The Day the Presales Died


This time last year GPS stopped lending while we reviewed the apartment oversupply issue.

The view we formed was that:

  • Availability of construction finance would act as a brake on the delivery of new apartments in Brisbane;
  • Due to the then current supply levels, we would see little upward price movement for new apartment sales;
  • As the median Brisbane apartment price was substantially lower than that of Sydney and Melbourne, with higher yields, there would be little downward price movement; and
  • The above factors would limit presales, as buyers no longer needed to lock in prices so as to avoid an increasing market.

During the course of 2016 we saw:

  • The banks substantially reduce their lending volumes for construction loans. If they are lending, they now require 100% plus debt coverage from presales;
  • Long established lenders, such as GPS, did not increase their lending volumes to fill the void left by the banks;
  • The banks largely excluded presales to non-Australian residents from their presale requirements;
  • The banks substantially reduced lending to non-Australian residents;
  • The Chinese government increased its controls on capital leaving China;
  • The Australian government increased fees, charges and taxes on non-Australian resident apartment purchasers; and
  • Achieving presales in Brisbane died around November 2016.

Stock levels have allowed purchasers to focus on completed apartments.
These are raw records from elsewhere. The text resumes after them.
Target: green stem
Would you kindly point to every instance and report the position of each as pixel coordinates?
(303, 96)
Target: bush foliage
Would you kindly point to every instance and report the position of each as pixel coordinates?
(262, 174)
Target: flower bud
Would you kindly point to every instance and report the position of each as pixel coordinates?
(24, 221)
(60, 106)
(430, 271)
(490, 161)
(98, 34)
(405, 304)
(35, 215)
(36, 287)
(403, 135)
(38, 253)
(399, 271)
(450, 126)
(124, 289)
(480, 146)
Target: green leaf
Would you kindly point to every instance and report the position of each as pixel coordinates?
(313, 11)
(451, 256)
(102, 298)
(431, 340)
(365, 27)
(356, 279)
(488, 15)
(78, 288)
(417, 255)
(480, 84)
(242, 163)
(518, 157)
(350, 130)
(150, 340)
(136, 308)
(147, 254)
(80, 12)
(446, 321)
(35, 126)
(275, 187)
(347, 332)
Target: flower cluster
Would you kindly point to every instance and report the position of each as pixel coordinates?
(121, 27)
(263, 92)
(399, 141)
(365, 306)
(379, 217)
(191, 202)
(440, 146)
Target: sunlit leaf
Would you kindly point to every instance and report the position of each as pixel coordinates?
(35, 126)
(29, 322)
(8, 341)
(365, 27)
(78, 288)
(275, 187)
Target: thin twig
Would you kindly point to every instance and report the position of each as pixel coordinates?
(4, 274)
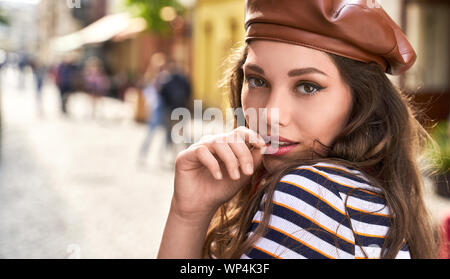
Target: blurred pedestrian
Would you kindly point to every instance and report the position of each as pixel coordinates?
(96, 82)
(175, 93)
(153, 79)
(39, 73)
(66, 74)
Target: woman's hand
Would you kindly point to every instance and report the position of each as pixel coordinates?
(213, 170)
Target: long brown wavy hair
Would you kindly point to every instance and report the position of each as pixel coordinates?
(383, 139)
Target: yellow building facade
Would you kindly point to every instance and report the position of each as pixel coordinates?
(218, 27)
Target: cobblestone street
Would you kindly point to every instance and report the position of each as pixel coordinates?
(71, 187)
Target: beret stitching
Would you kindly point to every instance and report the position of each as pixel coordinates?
(307, 44)
(364, 8)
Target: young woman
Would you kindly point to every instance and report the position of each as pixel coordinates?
(348, 183)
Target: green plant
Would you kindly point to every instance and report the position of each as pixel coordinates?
(150, 10)
(441, 135)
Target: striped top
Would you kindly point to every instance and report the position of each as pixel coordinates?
(324, 211)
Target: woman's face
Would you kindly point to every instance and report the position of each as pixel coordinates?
(305, 86)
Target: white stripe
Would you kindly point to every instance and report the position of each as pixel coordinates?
(366, 205)
(355, 172)
(348, 181)
(276, 248)
(403, 255)
(314, 214)
(365, 228)
(308, 238)
(374, 251)
(317, 189)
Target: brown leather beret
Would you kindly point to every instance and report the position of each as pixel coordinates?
(356, 29)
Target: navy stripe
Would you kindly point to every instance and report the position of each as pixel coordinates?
(317, 178)
(292, 244)
(258, 254)
(361, 240)
(342, 173)
(313, 201)
(312, 228)
(369, 218)
(337, 188)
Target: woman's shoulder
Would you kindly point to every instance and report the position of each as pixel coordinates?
(333, 186)
(334, 177)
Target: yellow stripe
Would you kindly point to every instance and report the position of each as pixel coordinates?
(369, 212)
(298, 240)
(369, 235)
(345, 185)
(314, 194)
(301, 214)
(265, 251)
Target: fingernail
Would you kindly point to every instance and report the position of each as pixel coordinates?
(236, 174)
(249, 168)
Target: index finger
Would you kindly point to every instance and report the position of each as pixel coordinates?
(250, 137)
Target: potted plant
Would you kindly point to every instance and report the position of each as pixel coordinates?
(441, 135)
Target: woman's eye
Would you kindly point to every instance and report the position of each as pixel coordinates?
(309, 88)
(255, 82)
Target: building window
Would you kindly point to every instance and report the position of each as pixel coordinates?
(427, 27)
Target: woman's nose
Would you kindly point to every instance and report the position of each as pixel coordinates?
(277, 110)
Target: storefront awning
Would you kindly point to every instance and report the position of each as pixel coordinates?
(114, 27)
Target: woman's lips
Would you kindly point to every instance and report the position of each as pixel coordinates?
(279, 150)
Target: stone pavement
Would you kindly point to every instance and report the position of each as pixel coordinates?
(70, 187)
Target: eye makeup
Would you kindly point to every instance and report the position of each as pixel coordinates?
(309, 88)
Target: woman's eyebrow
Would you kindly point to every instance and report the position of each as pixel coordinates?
(291, 73)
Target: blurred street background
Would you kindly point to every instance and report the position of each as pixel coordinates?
(86, 164)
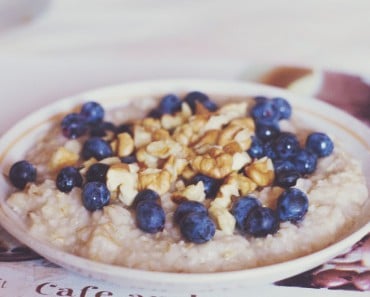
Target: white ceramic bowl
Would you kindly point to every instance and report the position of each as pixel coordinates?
(314, 112)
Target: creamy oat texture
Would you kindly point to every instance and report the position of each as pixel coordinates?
(336, 194)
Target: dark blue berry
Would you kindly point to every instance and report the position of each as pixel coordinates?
(305, 162)
(93, 112)
(292, 205)
(261, 221)
(320, 144)
(187, 207)
(68, 178)
(197, 227)
(102, 129)
(284, 107)
(129, 159)
(211, 185)
(256, 150)
(146, 195)
(150, 216)
(286, 178)
(241, 209)
(280, 165)
(73, 125)
(267, 132)
(95, 195)
(97, 148)
(193, 97)
(265, 112)
(169, 104)
(21, 173)
(97, 172)
(286, 145)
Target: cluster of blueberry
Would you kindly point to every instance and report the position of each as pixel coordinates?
(289, 159)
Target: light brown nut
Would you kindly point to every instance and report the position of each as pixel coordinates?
(183, 134)
(209, 137)
(175, 166)
(164, 148)
(240, 160)
(261, 172)
(232, 148)
(226, 193)
(227, 134)
(116, 175)
(63, 157)
(193, 192)
(151, 124)
(144, 157)
(188, 172)
(244, 138)
(213, 164)
(170, 122)
(225, 221)
(161, 134)
(155, 179)
(125, 145)
(244, 122)
(141, 136)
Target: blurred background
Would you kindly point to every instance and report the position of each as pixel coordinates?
(51, 49)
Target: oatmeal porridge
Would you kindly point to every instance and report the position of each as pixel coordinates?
(182, 184)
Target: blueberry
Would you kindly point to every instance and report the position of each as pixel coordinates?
(187, 207)
(193, 97)
(256, 149)
(286, 178)
(305, 162)
(211, 185)
(129, 159)
(292, 205)
(169, 104)
(265, 112)
(267, 132)
(68, 178)
(93, 112)
(261, 221)
(97, 148)
(146, 195)
(150, 216)
(97, 172)
(280, 165)
(95, 195)
(73, 125)
(197, 227)
(284, 107)
(320, 144)
(101, 129)
(286, 145)
(241, 209)
(21, 173)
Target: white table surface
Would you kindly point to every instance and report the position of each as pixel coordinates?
(52, 49)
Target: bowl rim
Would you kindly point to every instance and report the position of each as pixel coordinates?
(111, 271)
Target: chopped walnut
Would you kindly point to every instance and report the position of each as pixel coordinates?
(155, 179)
(63, 157)
(125, 145)
(261, 172)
The levels of already rented apartments, with overriding rental guarantees, has substantially increased. The question asked is “why tie yourself to a project which may not get financed, may have construction delays and may not be rentable, when you can start earning a return from the settlement date?”

My personal view is that the value of presales from a credit perspective has substantially decreased during the course of 2016. Presales achieved in the current market appear to have a higher settlement risk, than contracts entered into pre-November 2016.
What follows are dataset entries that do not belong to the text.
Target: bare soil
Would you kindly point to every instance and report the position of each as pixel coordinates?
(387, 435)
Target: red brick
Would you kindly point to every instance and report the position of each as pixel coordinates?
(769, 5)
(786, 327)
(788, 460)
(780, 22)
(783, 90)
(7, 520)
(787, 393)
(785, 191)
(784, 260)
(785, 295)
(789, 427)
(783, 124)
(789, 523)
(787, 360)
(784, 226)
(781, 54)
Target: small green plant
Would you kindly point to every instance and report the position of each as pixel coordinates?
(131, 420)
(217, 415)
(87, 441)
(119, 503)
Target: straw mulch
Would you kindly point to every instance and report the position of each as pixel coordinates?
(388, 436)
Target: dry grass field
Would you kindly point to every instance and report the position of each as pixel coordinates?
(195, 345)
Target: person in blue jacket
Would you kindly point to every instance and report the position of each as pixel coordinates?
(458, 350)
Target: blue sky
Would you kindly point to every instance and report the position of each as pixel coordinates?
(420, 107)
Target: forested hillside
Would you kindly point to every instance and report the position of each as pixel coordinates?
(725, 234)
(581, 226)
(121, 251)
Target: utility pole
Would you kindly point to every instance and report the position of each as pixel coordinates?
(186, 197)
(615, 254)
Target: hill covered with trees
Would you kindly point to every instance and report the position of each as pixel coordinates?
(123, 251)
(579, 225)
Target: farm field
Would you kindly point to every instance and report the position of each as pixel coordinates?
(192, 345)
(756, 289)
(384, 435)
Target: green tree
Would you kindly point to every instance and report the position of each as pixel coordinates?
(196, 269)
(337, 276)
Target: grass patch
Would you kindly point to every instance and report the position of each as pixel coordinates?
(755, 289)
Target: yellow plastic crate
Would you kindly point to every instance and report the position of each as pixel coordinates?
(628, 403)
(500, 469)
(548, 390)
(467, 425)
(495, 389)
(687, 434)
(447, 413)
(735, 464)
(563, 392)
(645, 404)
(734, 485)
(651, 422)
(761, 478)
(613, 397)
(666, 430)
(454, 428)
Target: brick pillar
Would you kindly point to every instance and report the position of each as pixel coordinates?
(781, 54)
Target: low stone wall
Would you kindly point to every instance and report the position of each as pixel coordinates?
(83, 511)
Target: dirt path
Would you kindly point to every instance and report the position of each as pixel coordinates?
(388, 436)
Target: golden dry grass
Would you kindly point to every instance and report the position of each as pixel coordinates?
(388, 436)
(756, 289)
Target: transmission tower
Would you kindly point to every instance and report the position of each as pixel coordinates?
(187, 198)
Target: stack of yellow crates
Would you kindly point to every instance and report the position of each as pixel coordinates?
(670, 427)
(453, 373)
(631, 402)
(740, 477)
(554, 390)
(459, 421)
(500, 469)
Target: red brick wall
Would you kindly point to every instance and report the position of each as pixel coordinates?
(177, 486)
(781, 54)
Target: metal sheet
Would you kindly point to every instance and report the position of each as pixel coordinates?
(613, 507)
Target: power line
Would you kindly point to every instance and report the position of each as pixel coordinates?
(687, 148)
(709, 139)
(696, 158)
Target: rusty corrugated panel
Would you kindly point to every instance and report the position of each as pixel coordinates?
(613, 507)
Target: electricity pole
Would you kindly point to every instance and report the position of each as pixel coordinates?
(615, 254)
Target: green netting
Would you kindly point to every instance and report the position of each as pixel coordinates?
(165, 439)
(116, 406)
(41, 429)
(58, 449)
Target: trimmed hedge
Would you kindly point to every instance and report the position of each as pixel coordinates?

You would have to be pretty gullible and full of oxygen to enter into a presale contract in the current market. There is adequate completed stock available and little prospect of capital growth in Brisbane apartments in the next twelve months.
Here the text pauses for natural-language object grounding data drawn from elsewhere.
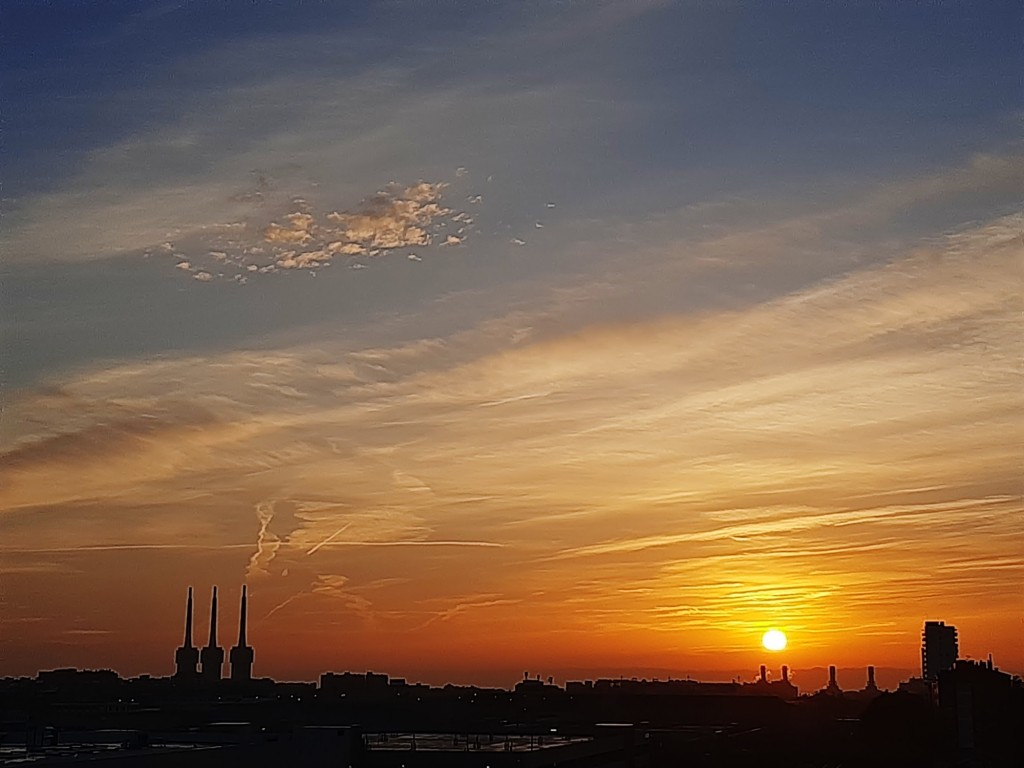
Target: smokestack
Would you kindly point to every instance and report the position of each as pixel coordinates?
(187, 642)
(242, 620)
(186, 656)
(211, 658)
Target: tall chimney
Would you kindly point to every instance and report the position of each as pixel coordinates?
(242, 654)
(187, 642)
(211, 657)
(186, 656)
(213, 621)
(242, 617)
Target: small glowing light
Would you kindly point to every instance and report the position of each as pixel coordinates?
(774, 640)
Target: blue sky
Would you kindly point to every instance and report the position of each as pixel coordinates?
(629, 241)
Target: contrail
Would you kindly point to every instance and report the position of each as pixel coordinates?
(330, 538)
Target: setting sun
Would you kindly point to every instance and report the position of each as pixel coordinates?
(774, 640)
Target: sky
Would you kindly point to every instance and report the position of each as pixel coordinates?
(579, 338)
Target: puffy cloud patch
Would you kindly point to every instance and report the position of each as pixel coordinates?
(394, 218)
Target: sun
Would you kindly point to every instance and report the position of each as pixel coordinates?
(774, 640)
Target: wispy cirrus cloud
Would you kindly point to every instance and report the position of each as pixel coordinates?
(810, 457)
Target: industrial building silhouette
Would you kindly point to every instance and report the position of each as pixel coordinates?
(969, 716)
(190, 665)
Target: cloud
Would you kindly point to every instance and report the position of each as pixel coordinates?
(841, 438)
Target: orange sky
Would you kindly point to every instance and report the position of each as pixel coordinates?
(481, 338)
(838, 463)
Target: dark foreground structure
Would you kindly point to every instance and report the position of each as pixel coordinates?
(969, 714)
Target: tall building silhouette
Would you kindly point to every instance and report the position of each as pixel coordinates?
(938, 649)
(242, 654)
(186, 656)
(212, 657)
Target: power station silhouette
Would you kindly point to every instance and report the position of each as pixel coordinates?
(193, 665)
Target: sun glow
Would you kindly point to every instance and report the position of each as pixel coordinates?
(774, 640)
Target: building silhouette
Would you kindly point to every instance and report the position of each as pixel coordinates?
(242, 654)
(212, 657)
(186, 657)
(938, 649)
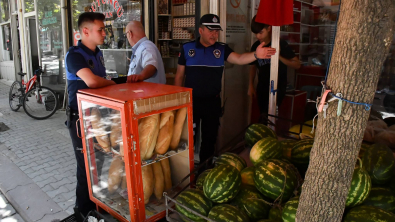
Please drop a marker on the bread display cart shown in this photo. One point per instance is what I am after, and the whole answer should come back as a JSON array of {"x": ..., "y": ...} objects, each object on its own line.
[{"x": 138, "y": 143}]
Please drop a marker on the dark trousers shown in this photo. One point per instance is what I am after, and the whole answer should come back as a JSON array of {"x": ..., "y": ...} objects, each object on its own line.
[
  {"x": 208, "y": 111},
  {"x": 83, "y": 201}
]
GPS has always been an “old school” lender.

It is all about:

  • Location, amenities and quality of end product;
  • The expertise of the development team; and
  • The financial strength of the borrower.

GPS will not lend in the inner Brisbane urbanisation areas. I continue to be concerned about this area due to the level of supply. I continue to believe that prices in that area are around 20% over the mark in order to cover the cost of marketing and unionised construction.

Australian resident purchasers, like my Self-Managed Super Fund, will boycott the area. We believe that prices are too high, yields are too low, and quite a bit of the product is cheaply built, which will increase maintenance costs over time. There will not be any capital growth in the foreseeable future due to the level of competition.

GPS will be sticking to lending in our traditional areas, in and around Brisbane, which are existing residential areas with good amenities and sound resale prices. We lend because we want to lend, not because we have to lend.